I suggest that you read the whole Reactive Manifesto online (http://www.reactivemanifesto.org) and try to evaluate how those characteristics can be applied to your application and the concepts you’re learning in this book.


Sign in for more free preview time

12.5. The path to microservices

Microservices have no official definition, but the general consensus is that they follow an architectural style where applications are decomposed into small, independently deployable services, with several common characteristics:

  • Each service should be built around a business domain and not a technical one; this ensures, among other things, that the boundary around services will last if technologies evolve or are changed.
  • Services should be loosely coupled, so that changes within one service shouldn’t affect others.
  • A service should work within a “bounded context” as part of the entire business domain to simplify modeling of communications among services.

Note

Introducing and using the concept of a “bounded context” is part of domain-driven design and goes beyond the scope of this book. I suggest you start with Martin Fowler’s description and suggested readings, which can be found at http://martinfowler.com/bliki/BoundedContext.html.


DevOps and microservices

I find it interesting that the core characteristic for microservices of being independently deployable is an operational requirement. This is clear feedback provided by operations to development, thanks to the adoption of a DevOps culture within companies that pioneered microservice architectures.

Similar to microservices, DevOps has no official definition, but generally speaking, the goal of DevOps is to foster communication and collaboration between development, operations, and other IT-related roles within a company.


How small is “small” for microservices? No specific metric exists, but a good starting point is that you can build or rebuild a service in less than two weeks. In general, I’d say that it should be small enough that you can easily manage to completely rewrite a microservice within your deployment schedule.

You have important consequences of this capacity of rebuilding a service: if a new requirement arises, and it’s too hard to add to the current implementation of a service, you can create a new service that will implement the new requirement and all the old ones. In creating this new service, you can decide to use a different technology; for example, migrating from Java to Scala or from Ruby to Python.


Tip

Other than helping developers to always use the best technology for a specific purpose, the possibility to use a new or different technology stack also improves morale and hiring, because developers know that they have the freedom to choose a new programming environment if that makes sense and they won’t be forced to work on the same old stack for the rest of their (working) lives.

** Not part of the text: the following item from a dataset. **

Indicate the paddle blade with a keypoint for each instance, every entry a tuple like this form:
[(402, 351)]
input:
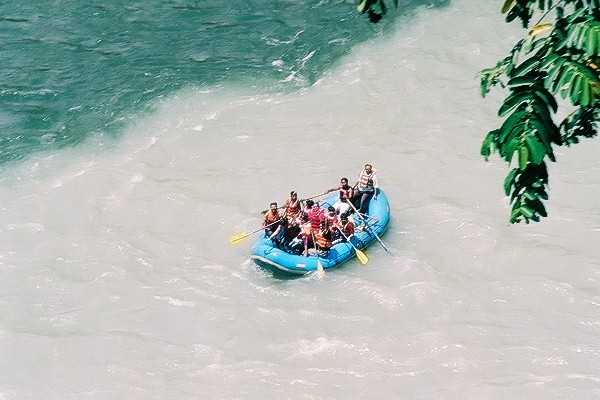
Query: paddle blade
[(320, 267), (362, 257), (237, 238)]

A possible downside of this freedom is that developers may be tempted to follow trends and choose technologies only because they’re “cool.” A service can have a long life span, and using a stable technology helps. If the technology used for a service loses traction and support, you can still rebuild the service using another technology in less than two weeks (according to our definition of microservices), but if you’ve used that technology in more than one service, you’ll have to spend more time rebuilding multiple services, which doesn’t add value for the end users of your application.


Note

For a broader description of what microservices are and how to use them for your particular use case, I suggest you start with Martin Fowler’s resource guide at http://martinfowler.com/microservices/.


If you recall how to design an event-driven application, and how AWS Lambda works by decomposing your application into small functions that can interact only via events, you’ll see that the approach described in this book puts you on the right path to implement microservices—but you still have great responsibility in the implementation.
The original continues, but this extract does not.